If only she could be still inside, she thought, then she might know. Yet how could she bear to ask herself the q
uestion: Is he okay? Is he coming back? What if, inside, she did know? What if this darkness, this emptiness, this endless bleeding inside was her knowing—the answer she had always feared?
It was like when Willow’s family lost their land. Over and over, Fawn went to the river and told it of that loss, and the river—which was Yora, though she would not, for a long time, remember—said, Let go, Fawn. Surrender. Fawn knows she cannot control the rains, the pace of the seasons, the storms, or the marching of the City over the land. She has let go of whole crops that failed; she has let go of seeing Willow’s family and children more than a couple of times per year; she has let go of the longing she used to feel to have a real father. She has let go of so much that she knew she had to let go of. True, it was that very surrender that gave her a sense of peace in life—that let her feel that, despite everything hard, the river always carried her, like a pillow of soft motion beneath the mysterious journey of her life. But certain things she could not let go. No one knows how she has denied everything she has been given, how she has refused the song of the river, the songs of the birds, the hum of the insects and the wind in the leaves—everything, everything that made up the life she knew and loved, crying inside herself “No, I will not surrender this!” I will not surrender my son.
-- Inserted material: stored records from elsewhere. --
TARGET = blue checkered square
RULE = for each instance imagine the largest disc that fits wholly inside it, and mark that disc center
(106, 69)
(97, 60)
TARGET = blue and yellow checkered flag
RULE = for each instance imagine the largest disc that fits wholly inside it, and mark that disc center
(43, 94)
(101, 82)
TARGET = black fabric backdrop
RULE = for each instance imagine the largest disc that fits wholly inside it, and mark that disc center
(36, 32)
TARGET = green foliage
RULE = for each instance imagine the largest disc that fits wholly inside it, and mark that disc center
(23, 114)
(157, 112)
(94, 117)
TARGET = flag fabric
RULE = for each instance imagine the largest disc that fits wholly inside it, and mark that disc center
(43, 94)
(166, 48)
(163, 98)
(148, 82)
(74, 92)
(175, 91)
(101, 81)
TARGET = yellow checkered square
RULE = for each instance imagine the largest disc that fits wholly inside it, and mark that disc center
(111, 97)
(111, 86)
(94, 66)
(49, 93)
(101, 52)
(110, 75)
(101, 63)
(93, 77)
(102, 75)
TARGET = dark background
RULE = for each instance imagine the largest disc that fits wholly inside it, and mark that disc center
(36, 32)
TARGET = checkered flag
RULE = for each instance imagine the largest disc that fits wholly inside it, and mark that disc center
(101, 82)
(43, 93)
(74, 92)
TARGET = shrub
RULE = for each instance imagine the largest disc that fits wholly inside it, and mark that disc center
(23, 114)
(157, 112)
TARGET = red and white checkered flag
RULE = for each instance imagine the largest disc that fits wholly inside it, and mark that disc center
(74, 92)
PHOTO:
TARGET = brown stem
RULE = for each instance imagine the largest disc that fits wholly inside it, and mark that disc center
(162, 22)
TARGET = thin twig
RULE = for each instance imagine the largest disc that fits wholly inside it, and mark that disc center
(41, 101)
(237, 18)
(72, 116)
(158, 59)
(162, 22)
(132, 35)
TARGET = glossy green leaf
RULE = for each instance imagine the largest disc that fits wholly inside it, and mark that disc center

I will not surrender the earth itself into the hands of evil men. There are some things one should never, ever have to give up. It is too much to ask. It is not part of the sacred flow, to lose such things. There is nothing left, in the absence of such things.
How is it possible, Yora, to surrender to such losses?
But on this night, all night curled up on the basement floor, her body rocking (“Don’t—please leave me,” she cried out to Rye when she saw the light coming from the open door above), she knew the answer. First, surrender to the emotion. Let the emotion carry you.